Czy – a jeżeli tak – to czyje płace w sferze budżetowej powinny być powiązane z przeciętnym wynagrodzeniem w gospodarce narodowej?
Zapowiadając, że 1 września bieżącego roku rozpocznie się akcja protestacyjna, Związek Nauczycielstwa Polskiego (ZNP) ponowił swój postulat powiązania wynagrodzeń nauczycieli z przeciętnym wynagrodzeniem w gospodarce narodowej.
Chodzi o ustawową gwarancję, że jeżeli w danym roku tak zwana średnia krajowa wzrośnie o ileś procent w porównaniu do roku poprzedniego, to w przyszłym roku pensje nauczycieli będą musiały wzrosnąć o tyle samo procent.
W taki sposób są w Polsce waloryzowane wynagrodzenia sędziów i prokuratorów.

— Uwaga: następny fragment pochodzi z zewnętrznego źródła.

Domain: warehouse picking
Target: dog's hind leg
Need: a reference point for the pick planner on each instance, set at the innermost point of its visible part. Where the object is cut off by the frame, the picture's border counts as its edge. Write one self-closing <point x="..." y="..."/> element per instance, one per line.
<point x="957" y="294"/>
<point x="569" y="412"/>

Czy sędziowie, prokuratorzy i nauczyciele powinni być świętą trójcą zawodową – nadzwyczajną kastą – której zarobki będą automatycznie wzrastały wraz ze wzrostem przeciętnego wynagrodzenia w gospodarce narodowej?
Nauczyciele argumentują, że uniezależni to ich pensje od woli politycznej. Ale czy wynagrodzenia nauczycieli, sędziów i prokuratorów powinny być niezależne od woli politycznej?
Jeżeli się uznaje politykę za roztropną troskę o dobro państwa, to można mieć wątpliwości. Jeżeli jednak dostrzega się w polityce walkę o partykularne interesy, wówczas widzi się także zasadność takiej automatycznej waloryzacji wynagrodzeń.
Tylko czy powiązanie płacy ze średnią krajową nie powinno obejmować wszystkich pracowników sfery budżetowej? Czy służba żołnierzy, policjantów i strażaków jest mniej ważna niż praca nauczycieli? A co z lekarzami, ratownikami medycznymi, pielęgniarkami zatrudnionymi w publicznej służbie zdrowia? Co z pracownikami administracyjnymi sądów i prokuratur?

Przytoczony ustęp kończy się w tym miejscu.